Pour rendre ces projets concrets quels sont les obstacles à contourner?

Comme il y a de plus en plus d’acteurs qui interviennent dans le projet, il est indispensable de développer une culture commune. C’est une tendance qui bouleverse les pratiques des architectes comme celles des ingénieurs. L’architecte doit apprendre à intégrer ces nouveaux acteurs plus en amont du projet, pour pouvoir partir plus efficacement dans la direction de la durabilité. Les ingénieurs, quant à eux, doivent être prêts à collaborer dans les phases où l’on n’a pas la possibilité de calculer l’intégralité des données de chaque variante, mais où l’on doit être capable de développer des orientations, de fournir des aides à la décision et de collaborer à de subtils arbitrages. Si l’on ne met pas en place cette culture commune, il sera difficile d’intégrer la complexité générée par l’ensemble des paramètres dans un projet cohérent au niveau conceptuel, fort au niveau expressif et "performant" en termes de durabilité.

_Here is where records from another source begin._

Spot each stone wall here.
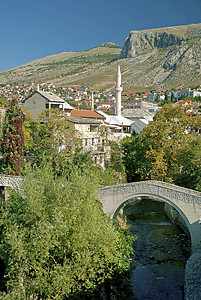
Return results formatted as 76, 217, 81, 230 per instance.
164, 203, 190, 236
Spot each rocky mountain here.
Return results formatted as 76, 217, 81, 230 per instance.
0, 24, 201, 91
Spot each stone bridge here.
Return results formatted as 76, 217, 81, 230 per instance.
0, 175, 201, 300
99, 180, 201, 252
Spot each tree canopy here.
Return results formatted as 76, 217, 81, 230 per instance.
123, 104, 201, 183
0, 164, 132, 300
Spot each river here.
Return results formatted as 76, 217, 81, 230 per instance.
119, 199, 190, 300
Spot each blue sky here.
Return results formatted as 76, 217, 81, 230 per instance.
0, 0, 201, 71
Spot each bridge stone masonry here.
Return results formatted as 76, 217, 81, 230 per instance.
99, 180, 201, 252
0, 175, 201, 300
99, 180, 201, 300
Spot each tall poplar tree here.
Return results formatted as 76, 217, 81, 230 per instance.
0, 99, 25, 175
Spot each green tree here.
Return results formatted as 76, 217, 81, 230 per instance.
174, 137, 201, 191
123, 104, 201, 182
122, 135, 150, 182
35, 109, 79, 162
0, 164, 132, 300
0, 96, 8, 108
0, 99, 24, 175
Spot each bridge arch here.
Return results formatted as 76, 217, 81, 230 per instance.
99, 180, 201, 252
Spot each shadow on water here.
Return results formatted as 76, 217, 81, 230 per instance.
120, 198, 190, 300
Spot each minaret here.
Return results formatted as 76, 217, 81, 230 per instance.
116, 65, 123, 117
91, 92, 94, 110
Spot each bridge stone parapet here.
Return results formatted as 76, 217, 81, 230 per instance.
185, 250, 201, 300
0, 174, 23, 195
99, 180, 201, 251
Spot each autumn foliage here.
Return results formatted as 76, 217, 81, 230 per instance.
0, 99, 25, 175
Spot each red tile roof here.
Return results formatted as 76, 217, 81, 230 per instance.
71, 109, 104, 119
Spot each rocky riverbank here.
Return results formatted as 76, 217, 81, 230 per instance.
124, 199, 190, 300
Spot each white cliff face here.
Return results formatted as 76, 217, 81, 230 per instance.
116, 65, 123, 117
116, 24, 201, 89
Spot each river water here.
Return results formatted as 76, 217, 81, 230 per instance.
120, 199, 190, 300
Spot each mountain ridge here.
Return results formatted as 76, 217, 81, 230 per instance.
0, 23, 201, 91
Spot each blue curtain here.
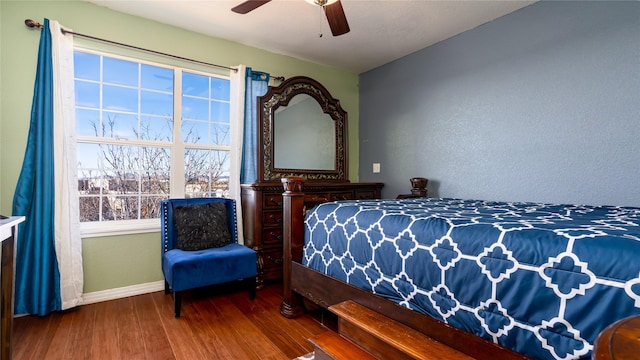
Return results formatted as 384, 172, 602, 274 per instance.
240, 67, 269, 184
13, 19, 61, 316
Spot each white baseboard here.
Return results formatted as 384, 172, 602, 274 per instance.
79, 280, 164, 305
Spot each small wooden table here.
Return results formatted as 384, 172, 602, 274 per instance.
0, 216, 24, 360
593, 315, 640, 360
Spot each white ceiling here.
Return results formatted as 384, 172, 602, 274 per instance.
89, 0, 535, 73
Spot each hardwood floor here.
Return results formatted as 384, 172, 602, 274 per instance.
13, 284, 327, 360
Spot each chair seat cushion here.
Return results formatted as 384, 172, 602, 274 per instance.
162, 243, 257, 291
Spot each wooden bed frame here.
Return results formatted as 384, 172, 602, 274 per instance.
280, 177, 529, 360
280, 177, 640, 360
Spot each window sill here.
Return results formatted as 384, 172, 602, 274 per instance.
80, 219, 160, 238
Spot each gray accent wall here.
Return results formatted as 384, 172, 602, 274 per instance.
359, 1, 640, 206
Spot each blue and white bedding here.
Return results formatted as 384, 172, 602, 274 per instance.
303, 198, 640, 359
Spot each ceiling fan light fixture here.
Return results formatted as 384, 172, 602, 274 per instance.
304, 0, 338, 6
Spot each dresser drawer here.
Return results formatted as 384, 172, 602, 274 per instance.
262, 193, 282, 210
331, 191, 353, 201
356, 190, 377, 200
262, 209, 282, 229
262, 227, 282, 248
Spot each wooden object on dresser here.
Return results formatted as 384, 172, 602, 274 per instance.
396, 177, 429, 199
242, 180, 383, 288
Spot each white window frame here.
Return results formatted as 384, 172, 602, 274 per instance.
74, 47, 235, 238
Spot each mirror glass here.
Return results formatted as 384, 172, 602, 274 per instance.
273, 94, 336, 170
257, 76, 349, 182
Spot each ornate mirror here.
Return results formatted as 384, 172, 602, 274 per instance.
258, 76, 347, 181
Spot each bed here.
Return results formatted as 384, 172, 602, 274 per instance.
281, 178, 640, 359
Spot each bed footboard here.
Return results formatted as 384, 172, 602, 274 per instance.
280, 176, 305, 318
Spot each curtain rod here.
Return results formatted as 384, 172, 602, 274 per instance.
24, 19, 238, 72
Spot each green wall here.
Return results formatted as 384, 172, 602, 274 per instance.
0, 0, 359, 293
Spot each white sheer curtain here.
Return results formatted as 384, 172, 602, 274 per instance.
229, 65, 247, 244
50, 20, 84, 310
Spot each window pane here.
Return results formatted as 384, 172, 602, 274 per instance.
73, 52, 100, 81
76, 109, 102, 136
211, 124, 230, 145
101, 144, 139, 173
109, 196, 140, 220
184, 149, 229, 197
211, 101, 229, 124
74, 80, 100, 109
182, 120, 209, 144
211, 77, 231, 101
182, 72, 209, 98
140, 64, 173, 93
182, 96, 209, 120
140, 171, 170, 196
102, 111, 139, 139
140, 116, 173, 142
76, 143, 101, 170
102, 57, 138, 87
102, 85, 138, 112
140, 196, 169, 219
74, 52, 230, 222
140, 91, 173, 116
140, 146, 171, 174
79, 196, 101, 222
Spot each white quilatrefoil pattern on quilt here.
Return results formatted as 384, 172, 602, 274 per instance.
303, 199, 640, 359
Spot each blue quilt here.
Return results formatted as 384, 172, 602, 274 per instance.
303, 198, 640, 359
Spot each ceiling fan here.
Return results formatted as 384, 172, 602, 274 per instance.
231, 0, 350, 36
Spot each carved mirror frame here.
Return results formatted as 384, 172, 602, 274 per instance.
258, 76, 348, 181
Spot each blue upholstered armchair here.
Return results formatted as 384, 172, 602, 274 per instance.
160, 198, 256, 317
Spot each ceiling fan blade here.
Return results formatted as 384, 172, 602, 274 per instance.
231, 0, 271, 14
324, 0, 350, 36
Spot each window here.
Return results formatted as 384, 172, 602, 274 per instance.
74, 50, 231, 236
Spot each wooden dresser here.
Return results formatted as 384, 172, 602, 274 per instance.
242, 180, 383, 288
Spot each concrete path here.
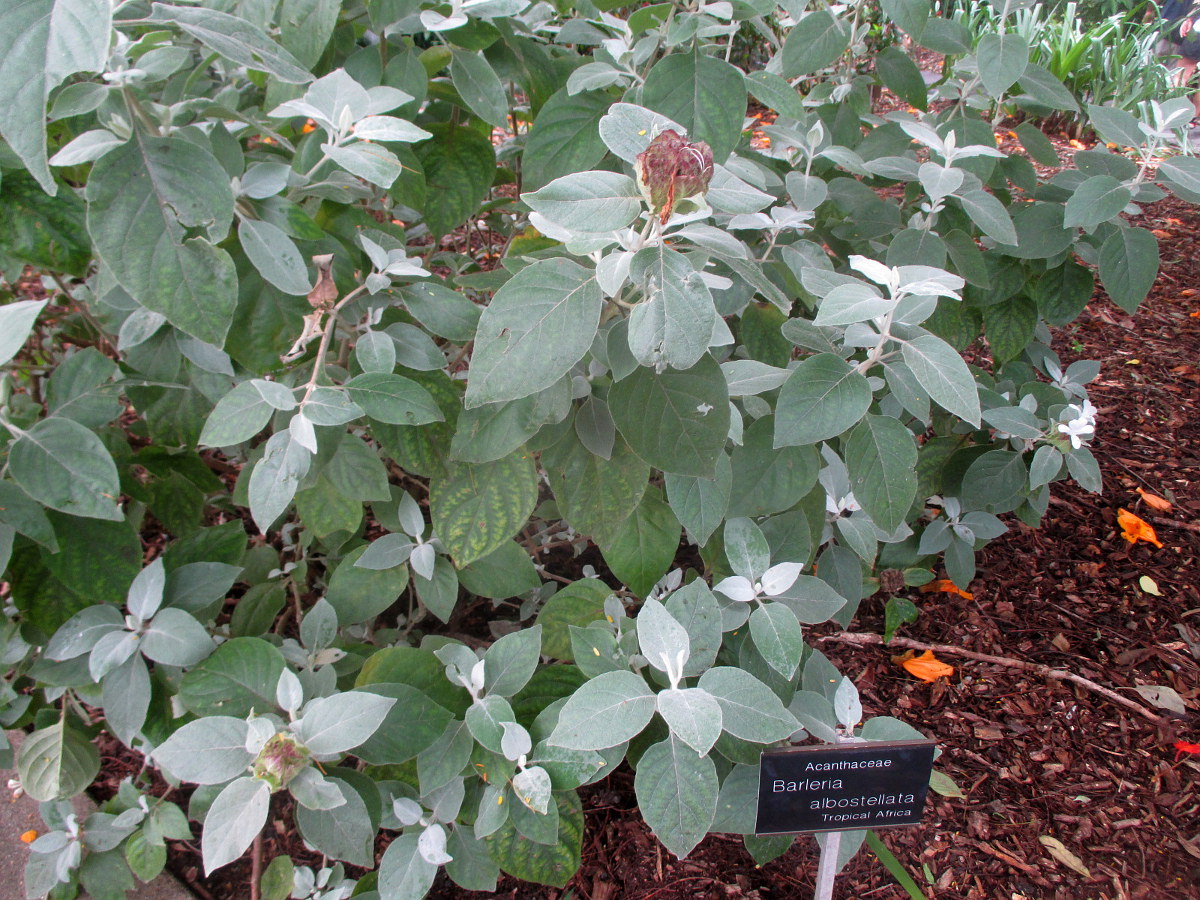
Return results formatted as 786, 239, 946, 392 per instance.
0, 731, 196, 900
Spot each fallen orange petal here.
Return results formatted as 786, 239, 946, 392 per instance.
1175, 740, 1200, 762
1138, 487, 1172, 512
920, 578, 974, 600
900, 650, 954, 684
1117, 509, 1163, 548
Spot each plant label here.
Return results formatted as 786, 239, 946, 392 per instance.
755, 740, 936, 834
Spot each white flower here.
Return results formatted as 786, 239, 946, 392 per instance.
713, 563, 804, 604
1058, 397, 1096, 450
826, 491, 863, 516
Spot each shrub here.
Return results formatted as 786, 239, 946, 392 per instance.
0, 0, 1200, 898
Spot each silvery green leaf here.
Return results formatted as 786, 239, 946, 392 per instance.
241, 162, 292, 200
300, 598, 337, 650
657, 696, 721, 756
500, 722, 533, 762
482, 625, 541, 697
379, 830, 436, 900
46, 604, 125, 661
762, 563, 804, 596
268, 68, 371, 131
512, 766, 553, 816
983, 407, 1054, 439
637, 598, 690, 677
634, 738, 720, 859
388, 324, 446, 372
300, 388, 364, 425
391, 797, 425, 827
901, 335, 980, 427
200, 776, 271, 875
354, 331, 396, 374
705, 160, 775, 215
566, 62, 629, 96
293, 691, 396, 756
833, 678, 863, 730
50, 128, 125, 166
175, 334, 234, 378
917, 162, 966, 202
151, 715, 254, 785
288, 766, 346, 810
88, 629, 140, 682
246, 720, 276, 756
697, 666, 799, 744
101, 654, 150, 746
365, 84, 413, 115
320, 140, 404, 188
408, 544, 437, 581
1030, 444, 1062, 491
354, 534, 416, 570
475, 785, 509, 838
466, 259, 604, 407
425, 776, 467, 822
548, 671, 655, 750
416, 824, 451, 865
250, 431, 312, 532
354, 115, 433, 144
600, 103, 686, 165
238, 217, 312, 296
142, 607, 216, 666
116, 306, 167, 353
396, 493, 426, 538
0, 0, 113, 196
274, 668, 304, 721
728, 212, 773, 232
629, 246, 720, 370
750, 602, 804, 678
721, 359, 788, 397
288, 415, 319, 454
521, 172, 644, 232
596, 250, 634, 296
787, 690, 839, 744
917, 518, 950, 556
896, 265, 966, 300
464, 696, 520, 755
713, 575, 758, 604
724, 517, 770, 582
151, 4, 312, 84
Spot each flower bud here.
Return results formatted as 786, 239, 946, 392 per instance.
637, 128, 713, 224
253, 732, 308, 792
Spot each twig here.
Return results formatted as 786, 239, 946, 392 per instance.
820, 631, 1166, 725
250, 828, 263, 900
1150, 516, 1200, 534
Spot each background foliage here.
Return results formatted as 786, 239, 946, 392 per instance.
0, 0, 1200, 898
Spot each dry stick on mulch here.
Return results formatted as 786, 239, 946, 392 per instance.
820, 631, 1166, 725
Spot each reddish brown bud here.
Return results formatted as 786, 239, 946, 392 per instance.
637, 128, 713, 223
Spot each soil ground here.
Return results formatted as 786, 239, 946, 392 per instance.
162, 146, 1200, 900
11, 95, 1200, 900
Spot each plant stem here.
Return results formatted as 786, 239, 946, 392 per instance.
250, 828, 263, 900
300, 284, 367, 406
820, 631, 1166, 725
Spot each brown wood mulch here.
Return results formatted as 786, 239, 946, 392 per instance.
420, 183, 1200, 900
46, 142, 1200, 900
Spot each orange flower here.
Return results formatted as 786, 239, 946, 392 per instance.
1117, 509, 1163, 548
1138, 487, 1171, 512
920, 578, 974, 600
1175, 740, 1200, 762
900, 650, 954, 684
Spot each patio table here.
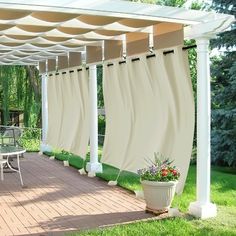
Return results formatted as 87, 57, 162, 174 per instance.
0, 146, 26, 186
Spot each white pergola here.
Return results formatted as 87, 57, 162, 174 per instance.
0, 0, 235, 218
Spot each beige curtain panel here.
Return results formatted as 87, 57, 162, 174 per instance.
47, 68, 89, 158
102, 47, 194, 193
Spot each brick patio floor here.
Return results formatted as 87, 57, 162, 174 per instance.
0, 153, 153, 236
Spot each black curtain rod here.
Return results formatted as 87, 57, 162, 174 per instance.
105, 44, 197, 67
49, 44, 197, 71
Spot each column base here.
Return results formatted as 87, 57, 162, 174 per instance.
189, 202, 217, 219
86, 162, 102, 173
40, 143, 52, 153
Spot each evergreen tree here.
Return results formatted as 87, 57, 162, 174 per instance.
211, 0, 236, 166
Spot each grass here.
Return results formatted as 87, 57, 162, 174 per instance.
42, 148, 236, 236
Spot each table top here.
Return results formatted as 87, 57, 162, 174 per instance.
0, 145, 26, 156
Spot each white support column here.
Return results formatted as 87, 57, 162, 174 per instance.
40, 73, 51, 152
86, 65, 102, 176
189, 38, 217, 219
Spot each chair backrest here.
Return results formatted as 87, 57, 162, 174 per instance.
0, 126, 22, 146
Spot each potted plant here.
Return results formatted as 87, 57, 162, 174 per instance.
138, 153, 180, 214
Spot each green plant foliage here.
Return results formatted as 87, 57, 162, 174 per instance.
211, 0, 236, 166
0, 66, 41, 127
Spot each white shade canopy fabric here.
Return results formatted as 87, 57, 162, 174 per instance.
0, 0, 234, 64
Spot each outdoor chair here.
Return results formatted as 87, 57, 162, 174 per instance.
0, 126, 24, 170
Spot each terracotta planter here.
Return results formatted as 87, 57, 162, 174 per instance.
141, 180, 177, 213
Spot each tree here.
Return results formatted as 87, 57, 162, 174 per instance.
0, 66, 41, 127
211, 0, 236, 166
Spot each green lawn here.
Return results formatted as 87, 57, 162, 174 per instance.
42, 149, 236, 236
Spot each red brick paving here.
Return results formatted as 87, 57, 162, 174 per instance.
0, 153, 153, 236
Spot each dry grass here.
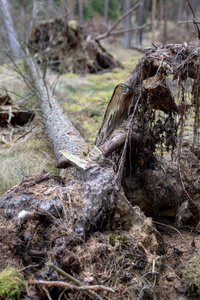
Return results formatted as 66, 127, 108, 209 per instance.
0, 130, 57, 195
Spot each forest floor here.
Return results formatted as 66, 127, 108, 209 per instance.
0, 44, 200, 300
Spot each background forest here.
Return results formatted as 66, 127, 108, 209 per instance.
0, 0, 199, 194
0, 0, 200, 300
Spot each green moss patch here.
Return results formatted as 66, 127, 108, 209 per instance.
0, 268, 26, 299
183, 255, 200, 289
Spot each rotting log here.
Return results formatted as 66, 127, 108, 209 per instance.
30, 17, 122, 74
2, 45, 200, 235
0, 94, 35, 126
24, 49, 87, 162
0, 46, 200, 299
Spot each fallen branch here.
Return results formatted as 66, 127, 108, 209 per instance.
95, 2, 142, 40
46, 263, 108, 300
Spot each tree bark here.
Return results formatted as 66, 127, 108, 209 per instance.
124, 0, 132, 49
24, 49, 87, 162
48, 0, 54, 19
0, 0, 21, 60
78, 0, 83, 25
136, 2, 144, 46
68, 0, 75, 21
163, 0, 169, 44
151, 0, 156, 44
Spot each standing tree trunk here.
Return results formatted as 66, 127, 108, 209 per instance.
177, 0, 183, 21
0, 0, 21, 60
67, 0, 75, 21
48, 0, 54, 19
136, 2, 144, 46
78, 0, 83, 25
163, 0, 169, 44
124, 0, 132, 49
104, 0, 109, 23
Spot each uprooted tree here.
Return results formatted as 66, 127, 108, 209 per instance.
1, 45, 200, 299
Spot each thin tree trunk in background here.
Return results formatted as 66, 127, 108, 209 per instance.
48, 0, 54, 19
136, 2, 144, 46
124, 0, 132, 49
177, 0, 183, 21
104, 0, 109, 23
159, 0, 164, 37
163, 0, 169, 44
78, 0, 83, 25
192, 0, 199, 12
67, 0, 75, 21
0, 0, 21, 60
151, 0, 156, 44
24, 49, 87, 162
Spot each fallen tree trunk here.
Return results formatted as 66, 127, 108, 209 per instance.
0, 46, 200, 299
24, 50, 87, 162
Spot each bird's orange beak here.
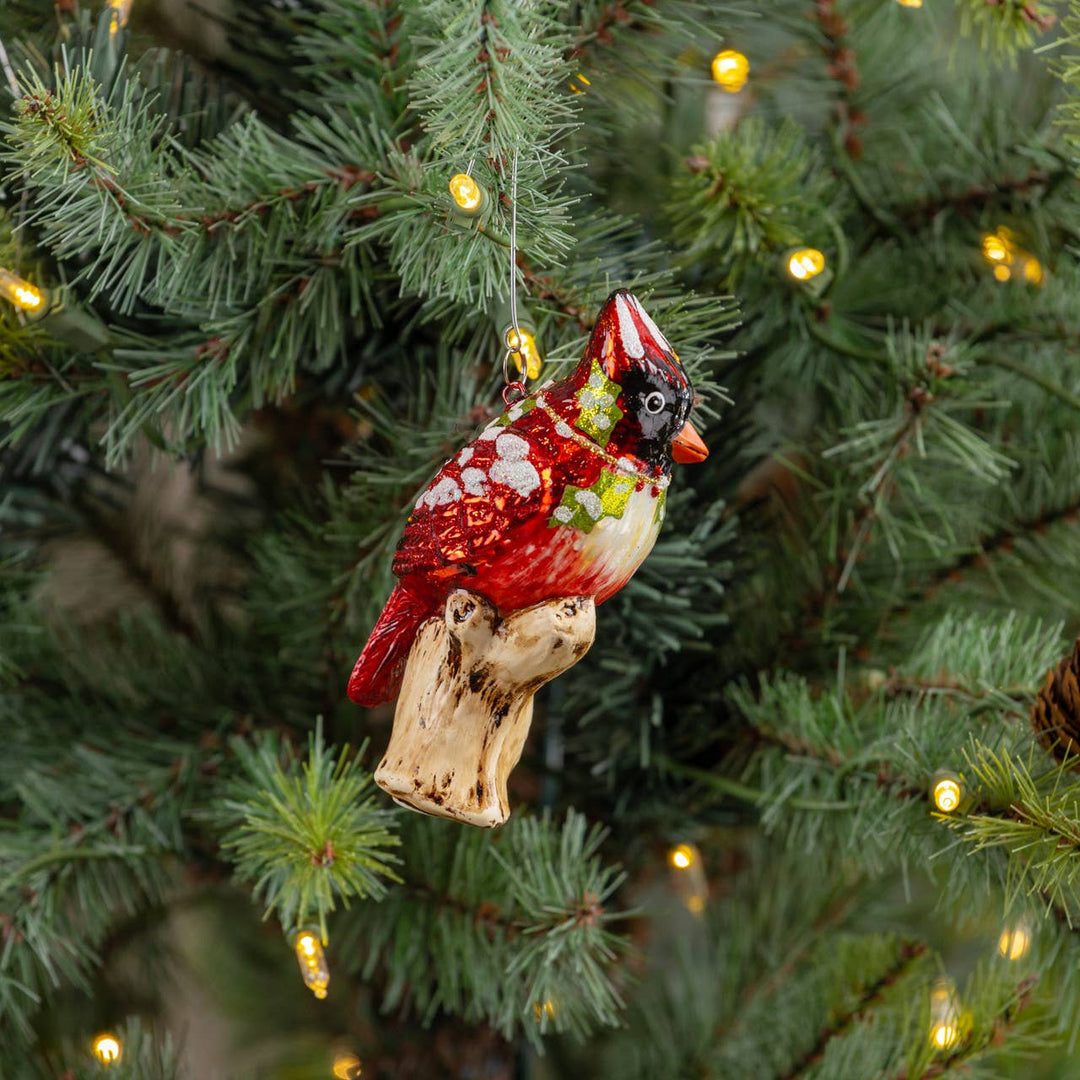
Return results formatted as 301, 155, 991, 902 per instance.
672, 420, 708, 465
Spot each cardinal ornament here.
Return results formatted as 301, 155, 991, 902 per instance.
349, 289, 707, 825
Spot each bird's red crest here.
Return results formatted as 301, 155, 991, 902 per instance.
579, 288, 689, 395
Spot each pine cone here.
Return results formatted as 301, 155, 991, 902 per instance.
1031, 637, 1080, 771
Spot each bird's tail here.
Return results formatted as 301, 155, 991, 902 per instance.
349, 584, 435, 705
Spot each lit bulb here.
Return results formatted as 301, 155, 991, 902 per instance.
713, 49, 750, 94
450, 173, 484, 217
505, 326, 542, 379
930, 980, 961, 1050
334, 1054, 363, 1080
930, 777, 961, 813
294, 930, 330, 1000
787, 247, 825, 281
1024, 255, 1043, 285
94, 1032, 123, 1065
998, 926, 1031, 960
0, 267, 42, 311
667, 843, 698, 870
532, 998, 555, 1024
109, 0, 133, 36
983, 232, 1012, 262
930, 1023, 960, 1050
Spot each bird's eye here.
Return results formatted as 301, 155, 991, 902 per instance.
645, 390, 667, 415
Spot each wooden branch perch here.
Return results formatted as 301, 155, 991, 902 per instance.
375, 589, 596, 828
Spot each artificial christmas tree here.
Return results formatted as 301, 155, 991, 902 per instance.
0, 0, 1080, 1080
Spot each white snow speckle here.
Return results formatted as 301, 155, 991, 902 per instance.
631, 296, 675, 353
461, 469, 487, 495
495, 435, 529, 461
615, 294, 645, 360
416, 476, 461, 508
490, 457, 540, 499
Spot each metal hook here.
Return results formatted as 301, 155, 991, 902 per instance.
502, 150, 528, 405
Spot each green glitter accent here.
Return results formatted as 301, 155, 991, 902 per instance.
575, 360, 622, 446
548, 469, 635, 532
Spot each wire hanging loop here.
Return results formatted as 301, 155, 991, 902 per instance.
502, 150, 529, 408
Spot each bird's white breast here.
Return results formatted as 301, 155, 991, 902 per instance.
580, 484, 664, 596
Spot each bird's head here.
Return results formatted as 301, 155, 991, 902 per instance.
563, 288, 708, 471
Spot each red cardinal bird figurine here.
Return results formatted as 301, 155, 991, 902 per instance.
349, 289, 708, 705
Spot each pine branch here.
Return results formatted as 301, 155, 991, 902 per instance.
334, 811, 626, 1042
779, 942, 927, 1080
213, 721, 401, 941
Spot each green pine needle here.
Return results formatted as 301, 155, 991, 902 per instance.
214, 720, 401, 940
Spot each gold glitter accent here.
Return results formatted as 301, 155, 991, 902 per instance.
577, 360, 622, 446
548, 469, 635, 532
537, 402, 671, 490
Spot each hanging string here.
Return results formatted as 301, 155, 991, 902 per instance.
502, 150, 529, 406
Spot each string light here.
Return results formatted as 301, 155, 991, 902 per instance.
0, 267, 43, 311
667, 843, 700, 870
109, 0, 133, 37
982, 225, 1045, 285
532, 998, 555, 1024
983, 229, 1014, 262
787, 247, 825, 281
713, 49, 750, 94
930, 770, 963, 813
930, 980, 962, 1050
94, 1031, 123, 1065
998, 923, 1031, 960
333, 1054, 363, 1080
294, 930, 330, 1001
449, 173, 484, 217
667, 843, 708, 915
505, 326, 543, 379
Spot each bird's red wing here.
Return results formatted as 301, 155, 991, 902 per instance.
393, 423, 565, 593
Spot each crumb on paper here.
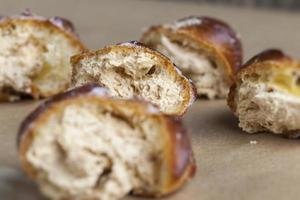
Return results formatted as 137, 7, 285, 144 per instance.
250, 140, 257, 144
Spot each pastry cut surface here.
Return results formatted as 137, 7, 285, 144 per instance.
71, 41, 195, 115
0, 12, 85, 101
228, 50, 300, 137
141, 17, 242, 99
18, 85, 195, 200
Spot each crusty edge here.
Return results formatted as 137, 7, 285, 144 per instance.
227, 49, 300, 112
0, 11, 87, 102
71, 41, 196, 116
141, 16, 243, 84
17, 84, 196, 196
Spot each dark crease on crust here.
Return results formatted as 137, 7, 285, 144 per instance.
172, 16, 243, 72
242, 49, 292, 68
17, 84, 107, 148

Pourquoi cette transition vers l’architecture durable prend-elle autant de temps ?

Il y a le poids des habitudes, le « building as usual » qui cherche à minimiser les risques opérationnels et financiers. Cela tend à freiner la mise en place de processus innovants, qui favoriseraient la concrétisation d’un véritable « design intégré ». Aller vers l’exploration de certaines pistes en matière de durabilité est parfois perçu comme une accentuation des risques, malgré une motivation grandissante des maîtres d’ouvrage et des autres acteurs de l’environnement construit. Donc, entre cette minimisation du risque et la volonté de faire du nouveau, il y a un gap à franchir. Il y a certes toujours un risque d’être pionnier, mais si l’on prend une vision à long terme, qui est inhérente au concept de développement durable, on se rend compte qu’il est aussi périlleux de ne pas évoluer. Les pratiques progressent entre autres grâce à des démarches exemplaires et des projets pionniers qui démontrent que d’autres voies sont possibles. A titre d’exemple, la transformation des friches urbaines en quartiers durables, sur laquelle nous avons beaucoup travaillé, était perçue comme très risquée il y une décennie. Aujourd’hui, c’est beaucoup moins le cas, notamment parce que des projets de régénération ont montré l’intérêt multiple de ce type de reconquêtes. Cela ne peut que nous encourager à poursuivre nos recherches sur les interactions entre architecture et durabilité.